It's not just Donald Trump moving markets
There's good news on its way to your mailbox and email inbox: Your next 401(k) statement.
Equities continue to soar, and it is showing up for more and more Americans as mom and pop investors are returning to the markets. This week we saw the Dow Jones Industrials set a new record high, eclipsing 21,000 points. That's a 15 percent increase since the November elections.
Investors hold a general optimism that President Donald Trump's policies will be good for business. On Tuesday night, speaking to a joint session of Congress, the president laid out an aggressive agenda that included increased defense spending, infrastructure investments, health care reforms, renegotiated trade agreements and regulation rollbacks, among other items. All of those proposals, if enacted, would likely benefit U.S. businesses.
The challenge, of course, will be how the Trump administration plans to pay for its projects. Trump appears to be pinning his hopes on a revved up economy generating more revenue, allowing him to increase spending without cutting popular entitlement programs.
Those issues, plus Trump's tax plans, will be fascinating to watch in the months ahead.
"Trumped" by the Fed
However, there may have been two under-the-radar speeches made this week that will do more to influence mortgage markets in the near future. Two Federal Reserve governors both made strong statements about the prospects of rate hikes at the Fed's Open Market Committee meeting on March 15.
On Tuesday, before Trump's speech, San Francisco Fed President John Williams told an audience he expects a rate hike to be under "serious consideration" at the March meeting. On the same day, New York Fed President William Dudley called the argument for raising rates "a lot more compelling."
In response, yields on U.S. Treasurys surged. The 10-Year yield is currently trading at a yield of 2.50% pushing the high end of the current trading range. As you know, mortgage rates tend to follow the 10-Year Treasury yield and they are headed higher as well.
As a reminder, let's review some basic bond math to help understand the price movement in mortgages relative to the 10 Year Treasury note. All bonds have an underlying mathematical "duration" to help understand the price movement for every basis point in yield. The 10 Year Treasury has a duration of 8.95 and a mortgage-backed security has a duration of 5.06. In other words, a mortgage will move .56% (5.06/8.95) of the 10 Year Treasury. Let's put this into real terms:
If the 10 Year Treasury is up/down five basis points from the previous close the price movement will be .4475 in price. Concurrently, based on the math defined above, you can expect 30-year mortgages to be up/down .25 in price.
To make things easier, in general, 30-year mortgages will move up/down about half as much as the 10 Year Treasury.
Driving the surging bond yields are both Trumponomics and the increased inflation rates. This week, we learned the PCE inflation index jumped 0.4 percent in January, pushing the increase over the last 12 months to 1.9 percent. That matches the highest year-over-year level since October 2012.

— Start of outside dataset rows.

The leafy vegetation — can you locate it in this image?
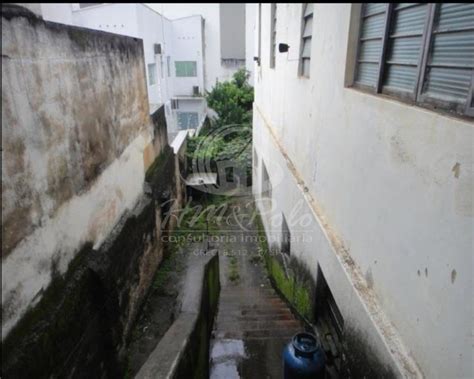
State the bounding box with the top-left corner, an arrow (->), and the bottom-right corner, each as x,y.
187,69 -> 253,185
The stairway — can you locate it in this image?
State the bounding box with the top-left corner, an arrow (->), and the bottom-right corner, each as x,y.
210,259 -> 304,379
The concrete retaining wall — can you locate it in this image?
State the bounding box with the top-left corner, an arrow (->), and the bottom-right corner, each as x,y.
1,5 -> 183,377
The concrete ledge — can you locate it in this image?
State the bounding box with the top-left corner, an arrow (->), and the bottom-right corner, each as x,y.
135,251 -> 219,379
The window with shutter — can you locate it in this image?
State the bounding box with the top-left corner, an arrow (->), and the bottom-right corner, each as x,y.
270,3 -> 277,68
300,3 -> 313,78
174,61 -> 197,77
354,3 -> 474,116
421,3 -> 474,112
383,4 -> 428,99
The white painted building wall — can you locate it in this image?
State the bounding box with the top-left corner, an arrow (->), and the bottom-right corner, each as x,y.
245,3 -> 258,86
41,3 -> 207,142
254,4 -> 474,378
147,3 -> 252,91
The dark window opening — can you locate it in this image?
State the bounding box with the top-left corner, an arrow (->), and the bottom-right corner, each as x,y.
281,214 -> 291,255
354,3 -> 474,116
315,267 -> 344,371
225,167 -> 234,183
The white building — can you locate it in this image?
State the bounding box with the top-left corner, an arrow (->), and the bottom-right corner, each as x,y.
41,3 -> 207,142
253,3 -> 474,378
147,3 -> 248,91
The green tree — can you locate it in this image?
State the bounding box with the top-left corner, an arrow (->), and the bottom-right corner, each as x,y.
187,69 -> 253,187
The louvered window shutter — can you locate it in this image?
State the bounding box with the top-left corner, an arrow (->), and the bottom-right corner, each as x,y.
354,3 -> 474,116
355,3 -> 388,88
383,4 -> 429,99
421,3 -> 474,111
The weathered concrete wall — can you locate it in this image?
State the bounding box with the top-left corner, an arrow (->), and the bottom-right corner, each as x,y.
2,2 -> 157,339
254,4 -> 474,378
1,8 -> 178,378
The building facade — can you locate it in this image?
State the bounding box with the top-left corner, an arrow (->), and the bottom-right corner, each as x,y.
253,3 -> 474,378
148,3 -> 248,91
41,3 -> 207,141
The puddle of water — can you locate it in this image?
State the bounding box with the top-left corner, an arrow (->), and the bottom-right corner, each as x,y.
210,339 -> 247,379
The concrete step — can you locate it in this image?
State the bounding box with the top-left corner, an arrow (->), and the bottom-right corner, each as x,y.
216,320 -> 301,331
217,311 -> 295,322
214,328 -> 304,341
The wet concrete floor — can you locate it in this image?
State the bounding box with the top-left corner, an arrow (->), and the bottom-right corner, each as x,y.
210,198 -> 304,379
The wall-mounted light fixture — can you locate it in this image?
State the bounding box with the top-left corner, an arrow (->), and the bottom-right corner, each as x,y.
278,43 -> 290,53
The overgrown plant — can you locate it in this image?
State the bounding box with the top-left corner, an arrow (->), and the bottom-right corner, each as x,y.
187,69 -> 253,184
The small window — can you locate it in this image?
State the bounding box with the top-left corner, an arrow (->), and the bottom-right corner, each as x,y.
262,162 -> 272,208
177,112 -> 199,130
174,61 -> 197,77
354,3 -> 474,116
281,214 -> 291,255
270,3 -> 277,68
300,3 -> 313,78
225,167 -> 234,183
148,63 -> 156,86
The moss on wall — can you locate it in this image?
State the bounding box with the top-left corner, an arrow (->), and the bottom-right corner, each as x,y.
174,255 -> 220,379
255,214 -> 315,322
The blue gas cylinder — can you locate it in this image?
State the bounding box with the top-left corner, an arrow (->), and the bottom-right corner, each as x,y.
283,333 -> 325,379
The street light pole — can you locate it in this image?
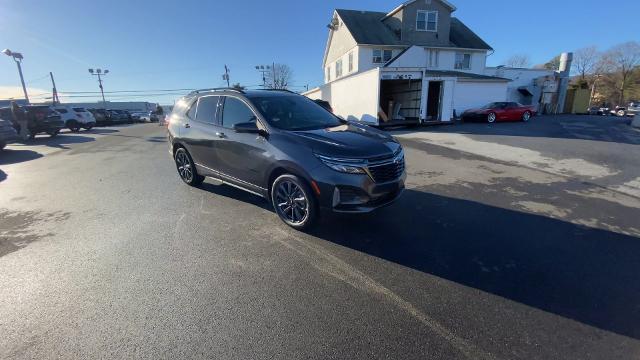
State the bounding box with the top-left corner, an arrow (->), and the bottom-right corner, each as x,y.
2,49 -> 29,104
89,69 -> 109,109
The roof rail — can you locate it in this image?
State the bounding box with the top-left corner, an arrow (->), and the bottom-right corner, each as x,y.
262,89 -> 297,94
189,87 -> 244,95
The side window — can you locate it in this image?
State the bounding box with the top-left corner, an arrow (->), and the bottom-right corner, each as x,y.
222,96 -> 256,128
196,96 -> 220,124
187,101 -> 198,120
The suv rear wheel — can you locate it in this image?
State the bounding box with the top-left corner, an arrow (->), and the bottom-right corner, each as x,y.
173,148 -> 204,186
271,174 -> 318,230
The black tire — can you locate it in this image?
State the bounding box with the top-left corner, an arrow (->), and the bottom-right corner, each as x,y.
271,174 -> 318,230
173,148 -> 204,186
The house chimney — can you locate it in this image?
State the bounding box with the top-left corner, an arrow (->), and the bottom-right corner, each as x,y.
556,53 -> 573,113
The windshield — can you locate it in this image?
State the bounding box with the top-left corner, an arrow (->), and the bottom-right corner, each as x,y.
251,95 -> 341,131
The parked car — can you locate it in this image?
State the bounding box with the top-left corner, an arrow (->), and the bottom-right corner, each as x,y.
54,105 -> 96,132
0,105 -> 64,139
0,118 -> 20,150
89,109 -> 111,126
73,107 -> 96,130
107,110 -> 129,124
611,101 -> 640,117
168,89 -> 406,229
313,99 -> 333,113
462,102 -> 536,123
587,106 -> 609,116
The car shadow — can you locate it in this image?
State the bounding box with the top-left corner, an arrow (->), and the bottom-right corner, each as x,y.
199,180 -> 273,211
390,115 -> 640,145
304,190 -> 640,339
0,149 -> 42,165
13,133 -> 95,149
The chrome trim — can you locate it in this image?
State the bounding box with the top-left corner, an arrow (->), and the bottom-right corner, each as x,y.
195,163 -> 267,191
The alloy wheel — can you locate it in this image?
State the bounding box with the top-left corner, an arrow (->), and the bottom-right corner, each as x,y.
275,180 -> 309,225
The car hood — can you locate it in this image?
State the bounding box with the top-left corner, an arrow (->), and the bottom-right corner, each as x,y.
465,108 -> 490,113
290,123 -> 400,158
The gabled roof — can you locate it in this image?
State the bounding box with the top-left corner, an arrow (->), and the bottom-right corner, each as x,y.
382,0 -> 456,20
336,9 -> 400,45
449,17 -> 493,50
336,9 -> 493,50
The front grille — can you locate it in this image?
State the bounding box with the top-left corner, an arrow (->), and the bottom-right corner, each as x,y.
368,157 -> 404,183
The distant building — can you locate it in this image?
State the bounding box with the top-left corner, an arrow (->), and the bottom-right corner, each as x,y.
0,99 -> 27,107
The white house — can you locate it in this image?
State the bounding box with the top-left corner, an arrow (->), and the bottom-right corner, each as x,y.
304,0 -> 510,125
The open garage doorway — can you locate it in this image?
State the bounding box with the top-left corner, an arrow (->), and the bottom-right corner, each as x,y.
426,81 -> 444,121
378,79 -> 422,126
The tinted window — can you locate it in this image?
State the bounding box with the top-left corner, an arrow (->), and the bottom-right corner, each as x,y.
187,101 -> 198,120
222,96 -> 256,128
195,96 -> 219,124
251,95 -> 341,130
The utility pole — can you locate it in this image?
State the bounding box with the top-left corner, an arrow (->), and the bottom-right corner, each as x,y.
589,74 -> 602,108
2,49 -> 29,104
222,64 -> 231,87
256,65 -> 270,88
271,62 -> 278,89
49,71 -> 60,105
89,69 -> 109,109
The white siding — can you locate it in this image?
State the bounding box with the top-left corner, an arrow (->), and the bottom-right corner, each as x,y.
453,81 -> 507,116
303,69 -> 380,124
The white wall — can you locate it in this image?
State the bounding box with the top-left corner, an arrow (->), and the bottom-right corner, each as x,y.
453,81 -> 507,116
485,67 -> 555,105
303,69 -> 380,124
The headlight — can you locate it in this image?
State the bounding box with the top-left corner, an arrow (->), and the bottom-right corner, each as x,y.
316,155 -> 366,174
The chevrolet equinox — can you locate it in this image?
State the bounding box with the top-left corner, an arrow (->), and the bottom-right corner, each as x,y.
168,89 -> 406,229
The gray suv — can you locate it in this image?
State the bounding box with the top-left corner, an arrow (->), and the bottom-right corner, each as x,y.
168,89 -> 406,229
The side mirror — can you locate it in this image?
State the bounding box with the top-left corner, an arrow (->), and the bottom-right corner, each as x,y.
233,121 -> 264,135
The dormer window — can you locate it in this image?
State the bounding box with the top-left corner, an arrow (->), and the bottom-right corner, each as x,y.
416,10 -> 438,32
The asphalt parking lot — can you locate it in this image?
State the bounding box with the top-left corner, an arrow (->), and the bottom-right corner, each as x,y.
0,116 -> 640,359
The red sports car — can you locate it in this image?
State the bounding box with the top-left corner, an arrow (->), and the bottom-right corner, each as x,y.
462,102 -> 536,123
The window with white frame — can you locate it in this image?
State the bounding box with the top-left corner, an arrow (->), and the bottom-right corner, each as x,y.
373,49 -> 393,64
373,49 -> 382,64
428,49 -> 440,69
416,10 -> 438,31
382,50 -> 393,62
455,53 -> 471,70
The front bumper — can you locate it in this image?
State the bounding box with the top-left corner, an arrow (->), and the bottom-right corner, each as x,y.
311,165 -> 407,213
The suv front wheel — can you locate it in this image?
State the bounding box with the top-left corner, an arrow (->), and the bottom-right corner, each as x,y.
271,174 -> 318,230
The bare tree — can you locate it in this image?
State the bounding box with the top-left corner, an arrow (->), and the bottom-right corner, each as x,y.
573,46 -> 600,81
265,64 -> 293,89
504,54 -> 531,68
602,41 -> 640,105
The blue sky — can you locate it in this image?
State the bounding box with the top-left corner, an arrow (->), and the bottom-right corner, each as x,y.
0,0 -> 640,104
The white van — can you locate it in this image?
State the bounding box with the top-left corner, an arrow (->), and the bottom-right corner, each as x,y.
54,105 -> 96,132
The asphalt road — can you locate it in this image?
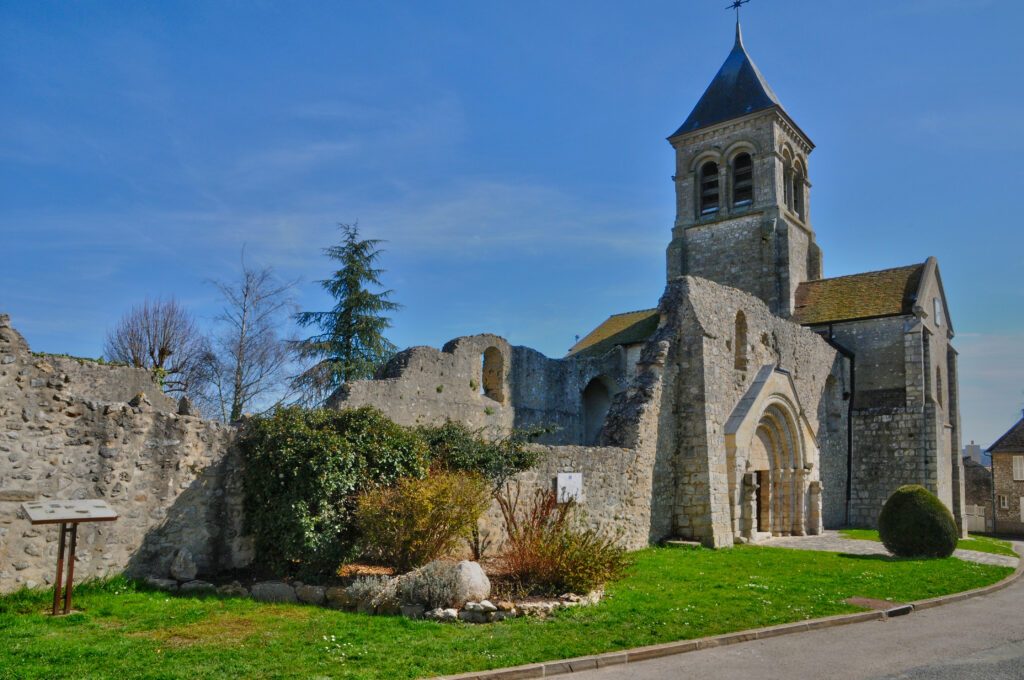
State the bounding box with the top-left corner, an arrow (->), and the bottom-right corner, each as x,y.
577,565 -> 1024,680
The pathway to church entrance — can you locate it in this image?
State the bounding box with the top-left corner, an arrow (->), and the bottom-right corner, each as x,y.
758,530 -> 1019,567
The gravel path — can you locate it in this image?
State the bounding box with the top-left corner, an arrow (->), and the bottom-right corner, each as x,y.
758,532 -> 1019,567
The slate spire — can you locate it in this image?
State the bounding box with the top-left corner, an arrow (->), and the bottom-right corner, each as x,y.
670,16 -> 782,139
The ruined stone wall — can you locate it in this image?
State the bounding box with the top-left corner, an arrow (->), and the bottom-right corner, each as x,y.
330,335 -> 628,443
0,314 -> 249,592
822,316 -> 907,409
480,445 -> 651,552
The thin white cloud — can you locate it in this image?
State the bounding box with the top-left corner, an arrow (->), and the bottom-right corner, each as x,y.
956,333 -> 1024,447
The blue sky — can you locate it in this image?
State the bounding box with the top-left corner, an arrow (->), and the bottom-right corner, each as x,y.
0,0 -> 1024,445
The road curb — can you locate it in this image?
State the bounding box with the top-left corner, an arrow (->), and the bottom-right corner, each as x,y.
441,544 -> 1024,680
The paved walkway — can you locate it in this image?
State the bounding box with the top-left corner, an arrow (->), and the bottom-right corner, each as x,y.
565,539 -> 1024,680
758,532 -> 1020,567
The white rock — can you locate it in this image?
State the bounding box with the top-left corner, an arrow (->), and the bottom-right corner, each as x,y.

With a February jobs report due on March 10, and inflation close to the Fed's 2 percent annual target, the stars are aligning for Fed action. The market now pegs a March rate increase at nearly 89 percent.
As mortgage professionals, we should remember these rate increases are already priced into the market. We've been expecting this, so it's not a surprise. This is an opportunity to confirm for your clients that rates are behaving as expected as the economy continues to expand.